Un chasseur parmi la meute



D'aussi loin qu'il se souvienne, Licos Agria a toujours vécu en marge, même dans le petit hameau de Gué-Tordu, où il est pourtant difficile de se fondre dans la foule. Élevé par son père seul, Korakos le chasseur, son enfance se résuma à une lutte permanente pour la survie dans la misère la plus totale. Dans cette région peu giboyeuse, Korakos était souvent obligé de s'éloigner de plusieurs jours de marche pour trouver des proies, et l'enfant était alors laissé à lui-même, dans leur cabane au fond des bois. Là, avec pour seuls maîtres les arbres immenses et muets et pour seuls compagnons les bêtes sauvages, il apprit à vivre en loup plus qu'en homme.

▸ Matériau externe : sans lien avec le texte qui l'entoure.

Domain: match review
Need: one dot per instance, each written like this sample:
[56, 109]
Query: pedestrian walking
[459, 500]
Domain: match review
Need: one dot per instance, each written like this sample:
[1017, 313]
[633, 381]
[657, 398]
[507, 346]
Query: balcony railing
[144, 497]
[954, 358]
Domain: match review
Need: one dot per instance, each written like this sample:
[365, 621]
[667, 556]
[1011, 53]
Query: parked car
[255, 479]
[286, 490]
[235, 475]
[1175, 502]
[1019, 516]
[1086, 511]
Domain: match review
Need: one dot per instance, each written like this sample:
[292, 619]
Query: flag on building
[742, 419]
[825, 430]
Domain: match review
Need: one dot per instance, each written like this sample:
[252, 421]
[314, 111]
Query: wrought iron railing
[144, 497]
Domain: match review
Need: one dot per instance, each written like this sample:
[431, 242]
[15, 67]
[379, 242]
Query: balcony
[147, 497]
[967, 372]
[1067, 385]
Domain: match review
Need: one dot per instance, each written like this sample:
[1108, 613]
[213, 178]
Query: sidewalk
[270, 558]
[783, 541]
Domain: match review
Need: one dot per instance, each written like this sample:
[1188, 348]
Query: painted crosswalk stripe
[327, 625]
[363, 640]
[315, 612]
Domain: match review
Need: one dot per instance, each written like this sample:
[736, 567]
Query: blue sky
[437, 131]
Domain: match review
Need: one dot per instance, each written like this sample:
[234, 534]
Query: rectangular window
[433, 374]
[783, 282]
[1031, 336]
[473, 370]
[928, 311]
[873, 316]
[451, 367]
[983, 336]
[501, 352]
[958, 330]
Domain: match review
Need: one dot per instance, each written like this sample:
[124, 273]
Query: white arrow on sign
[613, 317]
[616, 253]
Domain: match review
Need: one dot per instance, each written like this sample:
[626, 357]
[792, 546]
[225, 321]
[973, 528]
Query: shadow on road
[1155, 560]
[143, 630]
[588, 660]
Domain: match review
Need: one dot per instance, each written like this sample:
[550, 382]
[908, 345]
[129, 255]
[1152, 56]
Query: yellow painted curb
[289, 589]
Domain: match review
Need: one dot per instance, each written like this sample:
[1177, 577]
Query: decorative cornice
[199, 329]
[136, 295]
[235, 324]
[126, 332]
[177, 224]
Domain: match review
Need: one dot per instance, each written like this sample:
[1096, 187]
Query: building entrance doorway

Ce n'est que lorsque Licos atteignit l'âge de dix ans que son père prit conscience de toute l'étendue du désastre. Un jour qu'il était rentré bredouille, agacé, il avait frappé son enfant pour une broutille, et se retrouva soudainement aux prises avec un petit sauvageon, tout de griffe et de dents, empli d'une fureur véritablement animale... Lorsque que Licos se calma, essoufflé, Korakos gisait à terre, sévèrement griffé, et contemplait effaré la meute de loups qui se tenait en cercle autour d'eux. Horrifié, il réalisé qu'en dix ans, il n'avait jamais montré à son fils d'autre société que la sienne, et que même le hameau de Gué-Tordu lui était inconnu. Son fils était devenu un membre de la Meute, loup plus qu'homme. Il prit sa décision, et le lendemain tous deux quittaient le fond de la forêt pour s'installer, péniblement, en bordure du village.

Les années qui suivirent furent rudes pour le jeune homme qui dut apprendre tous les codes de la vie en société, mais ne se sentait lui-même que dans les espaces libres où il pouvait s'adonner à son plus grand plaisir : la chasse. Il était inégalable pour traquer une proie et la pister infatigablement jusqu'au coup final, et même son père, chasseur expérimenté, n'avait pas son talent pour la discrétion et le pistage, d'autant qu'avec l'âge sa fougue diminuait sensiblement.

Licos, lui, ne fut jamais qu'à demi civilisé, mais suffisamment pour se lier d'amitié avec les seuls autres jeunes gens du village, de son âge à peu près. Il n'était jamais le premier à parler mais se sentait auprès d'eux comme auprès de la meute de son enfance : entouré de gens qui le comprenaient et l'acceptaient pour ce qu'il était. Son enfance avait aiguisé tous ses sens aussi bien qu'affûté son esprit, et il les écoutait parler longuement de voyages, d'horizons inconnus, d'endroits où se sentir plus vivant que dans cet endroit mort. Ces récits ont toujours allumé une lueur avide dans ses jeunes yeux.

C'est peut-être lui qui a, le premier, parlé de partir vraiment ; c'est peut-être un autre, il ne le sait plus vraiment, tant tout se fond entre eux quand il y repense. Il sait simplement qu'il ne suivra pas le destin de son père, vieux chasseur d'un vieux village, obligé de survivre avec un cœur mort.

Il courra, libre, et vivra. Comme un loup ou comme un homme, ou peut-être entre les deux.